Essentially, NASCAR will bring in the Pony car generation -- the Mustang and the Challenger -- to respectively replace Ford's Fusion and Dodge's Charger. (NASCAR asked Chevrolet to submit a Camaro but the company didn't want to mess with the car's lines in order to fit the template, so the Impala stays in the series. -Ed.)
Edwards, who drives the No. 99 Ford for Roush Fenway Racing in the NASCAR Sprint Cup series and the No. 60 RFR Ford in the Nationwide series, was part of the test at Daytona. And he came away impressed.
"The first thing is, for me to walk in the garage and to see all these really neat-looking race cars, they just look cool," Edwards said. "That Mustang looks great. I'm proud to be driving one.
"And out there on the racetrack, the thing that we complain about is the nose sliding off of the corners -- not enough front grip, it gets tight -- and they fixed all that because they are screaming loose. And it's exciting. It's really, really difficult right now to race very close and keep your car going the way you want it to go. So that's what we're struggling with -- tightening up the car, making it handle better.
"It just drives with a ton of front grip. It's pretty wild. The thing about that is that when it's difficult like that and it's dynamic, it's also going to make for a very exciting race. What I hope for is that it doesn't make it so hard to drive them around one another that there are just wrecks -- because the car snaps loose and stuff -- so we'll have to make sure we can get them tight enough that we can still race aggressively and not be at risk of disaster there.
"I think we're going to go run in a big pack here. I told all the fans out there they need to go stand up on top of the garage and watch this because it's going to be insane.
"Brendan Gaughan and I were talking -- it's like the 2003 truck race when it was my first one, and there were just a handful. So it's going to be pretty exciting."

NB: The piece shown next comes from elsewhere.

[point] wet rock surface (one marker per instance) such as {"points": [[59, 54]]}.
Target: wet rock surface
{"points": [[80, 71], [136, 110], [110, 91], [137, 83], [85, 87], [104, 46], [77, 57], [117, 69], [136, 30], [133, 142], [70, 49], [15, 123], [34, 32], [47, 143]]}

The Daytona test, Edwards said, gave the drivers enough information to tell NASCAR bosses if any changes have to made for the cars to be faster, safer or both.
Afterwards he talked about the matter of the Ford teams being shut out so far this season in Sprint Cup racing. Edwards said that he has faith RFR will get it turned around.
"At Roush Fenway we just need to be better. We just need to be a little faster. That's what it boils down to. We've got great pit stops. We've got great team chemistry. We just have to be faster.
"And the thing that's a little bit frustrating about that, is that I believe Ford as a company, Ford as a car manufacturer, they're doing as well or better than anyone else, and they make the greatest cars on the road, and we have to work with them more closely and figure out what we're lacking here because we should be winning races.
"Matt Kenseth, Greg Biffle, the drivers that we have over here, are some of the best in the garage, I believe, and we should be winning more races."
But it's hard to feel too bad for Edwards and his teammates who, in spite of not visiting Victory Lane this season, are doing pretty well in the points battle.
Edwards sits comfortably in the top 12, as does Kenseth and Biffle. All three will certainly contend for post-season awards and all three should be contenders for the championship once the Chase gets underway in September.